—«Confía en Nut y pide a Isis sus alas para que sobre ellas puedas pasar». Miré a las dos paredes recubiertas de escritura, y ahora me fijé en un punto en el que unos agujeros cuadrados, a lo largo de ambas, en hilera, desentonaban lo suyo con el resto. Allí no había ninguna figura, ningún jeroglífico. Aquello era muy extraño…
Me acerqué con mucha cautela y presioné suavemente la pintura que representaba a Isis. Más confiado, apreté, pero no sucedió nada. Noté hasta qué punto tenía sudor en las axilas.
Klug, por su parte, extendió los brazos y las puntas de sus dedos quedaron a escaso centímetros de ambas paredes. Lo observamos sin entender nada.
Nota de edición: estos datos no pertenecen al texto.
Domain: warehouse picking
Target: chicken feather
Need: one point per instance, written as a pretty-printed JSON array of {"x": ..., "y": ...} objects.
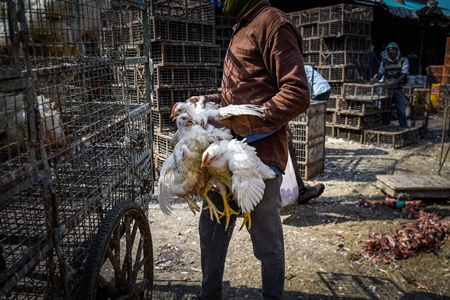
[
  {"x": 181, "y": 173},
  {"x": 236, "y": 164}
]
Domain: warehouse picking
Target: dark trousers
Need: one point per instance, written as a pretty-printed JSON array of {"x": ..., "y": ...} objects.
[{"x": 266, "y": 234}]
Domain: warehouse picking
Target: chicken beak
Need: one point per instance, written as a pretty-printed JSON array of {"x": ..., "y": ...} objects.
[{"x": 204, "y": 160}]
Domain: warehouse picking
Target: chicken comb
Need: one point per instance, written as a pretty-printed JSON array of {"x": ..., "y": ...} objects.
[{"x": 174, "y": 107}]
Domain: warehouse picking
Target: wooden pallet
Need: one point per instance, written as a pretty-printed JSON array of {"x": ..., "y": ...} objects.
[{"x": 416, "y": 186}]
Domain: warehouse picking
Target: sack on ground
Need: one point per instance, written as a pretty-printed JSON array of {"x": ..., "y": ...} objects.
[{"x": 289, "y": 187}]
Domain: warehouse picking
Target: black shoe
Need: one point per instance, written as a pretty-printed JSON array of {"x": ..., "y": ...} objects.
[{"x": 310, "y": 192}]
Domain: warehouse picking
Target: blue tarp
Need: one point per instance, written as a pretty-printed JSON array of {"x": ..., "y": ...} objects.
[{"x": 409, "y": 8}]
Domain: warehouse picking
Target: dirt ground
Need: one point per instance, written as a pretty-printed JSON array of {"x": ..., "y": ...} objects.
[{"x": 322, "y": 238}]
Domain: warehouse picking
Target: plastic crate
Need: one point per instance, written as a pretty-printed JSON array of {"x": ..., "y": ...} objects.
[
  {"x": 391, "y": 137},
  {"x": 363, "y": 108},
  {"x": 366, "y": 92},
  {"x": 360, "y": 122}
]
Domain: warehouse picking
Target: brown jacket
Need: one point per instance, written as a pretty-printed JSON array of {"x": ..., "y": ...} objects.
[{"x": 264, "y": 65}]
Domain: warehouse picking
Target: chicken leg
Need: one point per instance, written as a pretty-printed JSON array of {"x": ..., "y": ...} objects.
[
  {"x": 191, "y": 203},
  {"x": 247, "y": 220},
  {"x": 213, "y": 211},
  {"x": 227, "y": 210}
]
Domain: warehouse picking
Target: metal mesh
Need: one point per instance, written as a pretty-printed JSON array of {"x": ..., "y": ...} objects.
[{"x": 75, "y": 135}]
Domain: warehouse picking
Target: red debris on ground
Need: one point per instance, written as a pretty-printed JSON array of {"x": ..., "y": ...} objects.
[{"x": 427, "y": 234}]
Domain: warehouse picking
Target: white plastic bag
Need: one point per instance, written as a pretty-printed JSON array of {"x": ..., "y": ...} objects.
[{"x": 289, "y": 186}]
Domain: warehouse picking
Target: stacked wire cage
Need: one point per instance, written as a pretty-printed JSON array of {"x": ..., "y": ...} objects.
[
  {"x": 308, "y": 137},
  {"x": 76, "y": 153},
  {"x": 336, "y": 40},
  {"x": 185, "y": 60}
]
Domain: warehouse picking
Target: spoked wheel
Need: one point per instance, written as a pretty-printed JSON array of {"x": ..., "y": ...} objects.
[{"x": 120, "y": 260}]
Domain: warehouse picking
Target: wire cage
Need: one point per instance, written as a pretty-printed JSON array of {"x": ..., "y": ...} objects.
[{"x": 76, "y": 158}]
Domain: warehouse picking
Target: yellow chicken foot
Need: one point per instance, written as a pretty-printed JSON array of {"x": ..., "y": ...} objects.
[
  {"x": 192, "y": 205},
  {"x": 247, "y": 220},
  {"x": 227, "y": 210}
]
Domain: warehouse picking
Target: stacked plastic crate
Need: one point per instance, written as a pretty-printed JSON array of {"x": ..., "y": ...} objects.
[
  {"x": 308, "y": 136},
  {"x": 336, "y": 40},
  {"x": 185, "y": 61},
  {"x": 362, "y": 106},
  {"x": 224, "y": 30}
]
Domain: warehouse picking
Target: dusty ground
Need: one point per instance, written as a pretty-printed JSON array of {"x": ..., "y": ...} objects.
[{"x": 323, "y": 238}]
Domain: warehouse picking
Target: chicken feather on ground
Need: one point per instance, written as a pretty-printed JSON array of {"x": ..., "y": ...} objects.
[
  {"x": 181, "y": 173},
  {"x": 236, "y": 164}
]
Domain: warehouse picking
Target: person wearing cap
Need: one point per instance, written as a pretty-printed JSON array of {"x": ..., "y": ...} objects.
[
  {"x": 395, "y": 69},
  {"x": 263, "y": 66}
]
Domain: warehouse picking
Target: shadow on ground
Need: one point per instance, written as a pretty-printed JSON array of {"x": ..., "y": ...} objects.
[{"x": 364, "y": 287}]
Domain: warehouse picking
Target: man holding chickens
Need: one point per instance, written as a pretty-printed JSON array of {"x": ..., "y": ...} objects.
[{"x": 263, "y": 66}]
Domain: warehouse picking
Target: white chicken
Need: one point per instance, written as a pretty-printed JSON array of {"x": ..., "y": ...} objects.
[
  {"x": 236, "y": 164},
  {"x": 202, "y": 110},
  {"x": 181, "y": 174}
]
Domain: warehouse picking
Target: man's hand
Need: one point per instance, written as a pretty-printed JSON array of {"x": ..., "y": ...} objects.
[
  {"x": 220, "y": 123},
  {"x": 196, "y": 99}
]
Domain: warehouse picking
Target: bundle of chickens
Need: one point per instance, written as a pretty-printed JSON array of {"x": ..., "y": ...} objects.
[
  {"x": 427, "y": 234},
  {"x": 14, "y": 123}
]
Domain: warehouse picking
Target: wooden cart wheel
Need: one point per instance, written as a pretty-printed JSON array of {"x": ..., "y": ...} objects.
[{"x": 120, "y": 261}]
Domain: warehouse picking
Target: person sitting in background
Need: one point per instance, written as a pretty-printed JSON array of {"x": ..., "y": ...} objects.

—Hay que presionar sobre Isis y sobre Geb, dios de la tierra —explicó con actitud enigmática—. Sólo así aparecerían las alas de Isis. Pero yo no llego…
Sin pedir permiso al cardenal y menos al jefe de sus «gorilas», extendí mis brazos y ahora sí, las yemas de todos los dedos tocaron holgadamente ambas figuras. Presioné con fuerza.
De cada agujero salió una barra de bronce, hasta encajar con asombrosa precisión en el de la pared opuesta. Llevaban labradas las alas de Isis. Hubo entre nosotros un silencio glacial, repentinamente roto por el austríaco.
—¡Subid sobre ellas! ¡Rápido! —gritó fuera de sí. Presentaba los mismos ojos que un demente que tiene mal día.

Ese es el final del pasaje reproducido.